Saturday, July 28, 2007

 

Is good Government like Good Parenting?

I was debating with my son recently about the 'nanny state', the idea of which he is very much opposed to on the grounds that the state has no right to intrude into the personal realm. I argued however, that good government is a bit like good parenting: both aim to encourage good behaviour and to achieve prosperity or otherwise happiness for their respective objects. More precisely:

1 Children have inbuilt rebellious tendencies, as do voters. It follows that like good parenting, government should avoid being overbearing if possible: persuasion is of the essence. An arrogant government alienates the public in no time at all.

2. As with rules for children, government always works best when citizens have been properly prepared. For example, the smoking ban is a good example of effective preparation as it seems to have been accepted, more or less, without cavil. The introduction of Poll Tax, on the other hand, generated riots in central London.

3.It follows that rules should be reasonable/sensible ones: the two above examples also illustrate that when they are not, prior consent is impossible. By the same token, any attempt to insist children go to bed at, say, 6.0pm, is likely to be met with furious refusals.

4. Of course, in both instances rules must be applied consistently without exception, favours or discrimination. Any deviation from this rule creates chaos both in families and polities.

The parenting analogy however, implies excessive intrusion. Perhaps the criterion here should be the prevention of harm to others: e.g.children should be prevented from bullying their fellows just adults should be. It is when harm to oneself is involved that problems arise. Parents naturally step in to prevent their children harming themselves- playing with sharp objects for example- but libertarians argue that adults should be allowed to inflict harm on themselves should they so decide: drugs, dangerous sports and the like.

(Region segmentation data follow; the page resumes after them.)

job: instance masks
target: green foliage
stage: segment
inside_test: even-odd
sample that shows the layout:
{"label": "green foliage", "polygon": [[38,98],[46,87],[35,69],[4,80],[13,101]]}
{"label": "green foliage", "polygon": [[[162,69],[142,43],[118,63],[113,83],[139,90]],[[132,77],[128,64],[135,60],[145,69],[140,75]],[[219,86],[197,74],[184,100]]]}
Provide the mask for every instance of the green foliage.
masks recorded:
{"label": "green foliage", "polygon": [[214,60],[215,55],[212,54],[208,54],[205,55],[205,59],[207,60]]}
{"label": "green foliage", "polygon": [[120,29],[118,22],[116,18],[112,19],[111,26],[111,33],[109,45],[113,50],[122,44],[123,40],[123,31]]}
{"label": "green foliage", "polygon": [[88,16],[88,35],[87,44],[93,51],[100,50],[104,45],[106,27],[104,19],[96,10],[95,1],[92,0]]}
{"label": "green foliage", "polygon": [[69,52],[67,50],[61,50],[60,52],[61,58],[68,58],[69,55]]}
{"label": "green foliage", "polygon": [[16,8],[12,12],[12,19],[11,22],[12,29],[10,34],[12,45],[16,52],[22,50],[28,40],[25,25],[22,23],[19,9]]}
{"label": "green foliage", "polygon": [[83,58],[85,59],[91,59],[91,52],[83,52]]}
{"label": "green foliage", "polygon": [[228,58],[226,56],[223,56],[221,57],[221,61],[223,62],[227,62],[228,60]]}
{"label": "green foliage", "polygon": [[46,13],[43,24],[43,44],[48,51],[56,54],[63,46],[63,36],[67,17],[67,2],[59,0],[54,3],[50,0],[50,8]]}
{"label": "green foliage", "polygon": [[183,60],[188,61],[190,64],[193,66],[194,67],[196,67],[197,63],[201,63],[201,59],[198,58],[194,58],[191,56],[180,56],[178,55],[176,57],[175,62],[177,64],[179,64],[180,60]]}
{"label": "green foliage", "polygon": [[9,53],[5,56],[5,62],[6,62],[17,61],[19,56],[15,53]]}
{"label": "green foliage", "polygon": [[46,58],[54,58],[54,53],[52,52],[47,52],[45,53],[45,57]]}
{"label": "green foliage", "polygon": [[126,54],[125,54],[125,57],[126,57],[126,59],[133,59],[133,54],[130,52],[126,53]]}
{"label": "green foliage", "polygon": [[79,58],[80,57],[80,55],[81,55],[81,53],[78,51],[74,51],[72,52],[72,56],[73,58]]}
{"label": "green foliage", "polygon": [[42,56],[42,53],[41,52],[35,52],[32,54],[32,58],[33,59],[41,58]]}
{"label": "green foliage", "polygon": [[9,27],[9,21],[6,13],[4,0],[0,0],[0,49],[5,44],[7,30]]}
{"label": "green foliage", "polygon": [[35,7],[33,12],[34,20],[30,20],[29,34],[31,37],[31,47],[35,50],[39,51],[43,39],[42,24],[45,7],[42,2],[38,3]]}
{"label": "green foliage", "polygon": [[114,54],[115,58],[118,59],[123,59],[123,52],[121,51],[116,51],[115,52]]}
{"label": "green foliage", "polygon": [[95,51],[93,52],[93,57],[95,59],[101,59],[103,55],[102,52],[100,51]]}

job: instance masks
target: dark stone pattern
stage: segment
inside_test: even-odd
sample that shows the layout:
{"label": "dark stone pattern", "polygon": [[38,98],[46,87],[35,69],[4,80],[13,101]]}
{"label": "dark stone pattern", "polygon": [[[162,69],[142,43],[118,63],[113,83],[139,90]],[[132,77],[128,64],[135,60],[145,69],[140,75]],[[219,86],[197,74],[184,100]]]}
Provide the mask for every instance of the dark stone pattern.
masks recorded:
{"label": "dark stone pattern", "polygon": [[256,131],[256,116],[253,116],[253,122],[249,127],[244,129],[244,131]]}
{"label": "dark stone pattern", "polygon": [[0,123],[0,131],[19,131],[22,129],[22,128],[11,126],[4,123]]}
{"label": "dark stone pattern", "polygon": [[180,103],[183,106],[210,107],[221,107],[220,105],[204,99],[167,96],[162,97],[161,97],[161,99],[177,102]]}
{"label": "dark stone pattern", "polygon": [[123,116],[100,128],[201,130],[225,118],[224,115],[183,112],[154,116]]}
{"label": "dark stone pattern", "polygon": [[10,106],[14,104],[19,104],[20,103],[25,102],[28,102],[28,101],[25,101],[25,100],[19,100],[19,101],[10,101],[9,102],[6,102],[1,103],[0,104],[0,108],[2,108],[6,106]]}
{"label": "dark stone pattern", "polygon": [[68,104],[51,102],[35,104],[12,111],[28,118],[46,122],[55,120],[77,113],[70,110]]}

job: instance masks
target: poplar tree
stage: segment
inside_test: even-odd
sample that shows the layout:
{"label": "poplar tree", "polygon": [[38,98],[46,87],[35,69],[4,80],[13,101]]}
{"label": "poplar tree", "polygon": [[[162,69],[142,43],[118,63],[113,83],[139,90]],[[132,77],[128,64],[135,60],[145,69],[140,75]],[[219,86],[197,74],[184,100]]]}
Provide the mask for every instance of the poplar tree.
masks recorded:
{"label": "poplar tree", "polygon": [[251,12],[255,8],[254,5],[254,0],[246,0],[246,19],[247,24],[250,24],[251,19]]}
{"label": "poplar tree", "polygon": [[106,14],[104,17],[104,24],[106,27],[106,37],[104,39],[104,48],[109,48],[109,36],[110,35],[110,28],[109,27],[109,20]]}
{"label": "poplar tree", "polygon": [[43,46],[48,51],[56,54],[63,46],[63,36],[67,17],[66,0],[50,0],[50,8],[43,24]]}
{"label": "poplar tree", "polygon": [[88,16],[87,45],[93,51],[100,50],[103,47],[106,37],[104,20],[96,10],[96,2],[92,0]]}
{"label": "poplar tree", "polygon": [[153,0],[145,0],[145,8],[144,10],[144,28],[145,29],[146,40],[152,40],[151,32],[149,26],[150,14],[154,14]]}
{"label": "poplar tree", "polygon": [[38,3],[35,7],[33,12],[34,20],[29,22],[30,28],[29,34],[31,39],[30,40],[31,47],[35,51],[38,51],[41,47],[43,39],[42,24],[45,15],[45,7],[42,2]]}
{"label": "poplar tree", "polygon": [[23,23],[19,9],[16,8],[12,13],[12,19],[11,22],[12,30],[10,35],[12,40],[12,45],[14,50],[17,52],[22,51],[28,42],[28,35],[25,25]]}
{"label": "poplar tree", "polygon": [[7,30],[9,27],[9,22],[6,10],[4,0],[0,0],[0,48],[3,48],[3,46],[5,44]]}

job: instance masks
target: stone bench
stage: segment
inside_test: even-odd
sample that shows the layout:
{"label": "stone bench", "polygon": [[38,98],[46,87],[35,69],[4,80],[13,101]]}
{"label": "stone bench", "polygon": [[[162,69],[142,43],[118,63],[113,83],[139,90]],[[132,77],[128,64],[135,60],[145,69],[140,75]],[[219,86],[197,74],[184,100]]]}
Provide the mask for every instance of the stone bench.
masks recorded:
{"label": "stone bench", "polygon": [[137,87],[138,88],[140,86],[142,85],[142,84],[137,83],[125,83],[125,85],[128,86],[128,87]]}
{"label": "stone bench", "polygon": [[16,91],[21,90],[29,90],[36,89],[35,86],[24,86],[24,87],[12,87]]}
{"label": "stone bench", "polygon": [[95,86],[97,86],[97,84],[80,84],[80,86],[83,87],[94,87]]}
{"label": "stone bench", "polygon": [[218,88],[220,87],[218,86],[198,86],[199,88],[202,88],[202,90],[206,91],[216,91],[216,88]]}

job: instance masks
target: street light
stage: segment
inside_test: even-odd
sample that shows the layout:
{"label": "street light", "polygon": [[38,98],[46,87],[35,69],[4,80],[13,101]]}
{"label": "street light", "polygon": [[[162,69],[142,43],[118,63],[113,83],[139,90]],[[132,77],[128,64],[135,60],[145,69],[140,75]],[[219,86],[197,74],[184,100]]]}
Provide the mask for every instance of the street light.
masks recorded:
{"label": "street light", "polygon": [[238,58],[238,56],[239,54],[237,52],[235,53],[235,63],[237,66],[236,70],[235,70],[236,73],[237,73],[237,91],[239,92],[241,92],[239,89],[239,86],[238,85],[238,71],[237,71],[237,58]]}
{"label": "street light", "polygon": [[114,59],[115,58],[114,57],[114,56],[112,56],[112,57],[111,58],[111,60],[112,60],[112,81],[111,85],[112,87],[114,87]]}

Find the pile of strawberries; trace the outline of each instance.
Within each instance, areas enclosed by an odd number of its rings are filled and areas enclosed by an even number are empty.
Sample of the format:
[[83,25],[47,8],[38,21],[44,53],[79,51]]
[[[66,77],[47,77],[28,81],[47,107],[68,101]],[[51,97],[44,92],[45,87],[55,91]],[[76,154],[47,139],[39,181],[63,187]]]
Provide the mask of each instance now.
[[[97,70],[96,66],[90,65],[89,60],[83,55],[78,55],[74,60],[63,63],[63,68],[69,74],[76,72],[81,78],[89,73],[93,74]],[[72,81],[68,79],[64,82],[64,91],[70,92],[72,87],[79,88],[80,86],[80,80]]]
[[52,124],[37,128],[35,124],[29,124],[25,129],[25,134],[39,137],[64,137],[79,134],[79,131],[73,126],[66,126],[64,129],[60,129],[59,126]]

This is when cost to taxpayers becomes a factor. Both drinking and smoking cost us billions in medical cost so should both be discouraged? Gambling also breaks up families and causes untold misery to growing children, so should it also be discouraged? Possibly not, but there seems a good case for not actively encouraging any of them. To conclude, possibly the major reason for being wary of pushing my comparison is that it might encourage politicians to vie for the 'parenting' role. No-one wants to see a Big Brother installed in Number 10 and I seem to recall that the coterie of Conservative politicians around Thatcher used to refer to her a 'Mother', to which I respond: 'pass the sick bag'.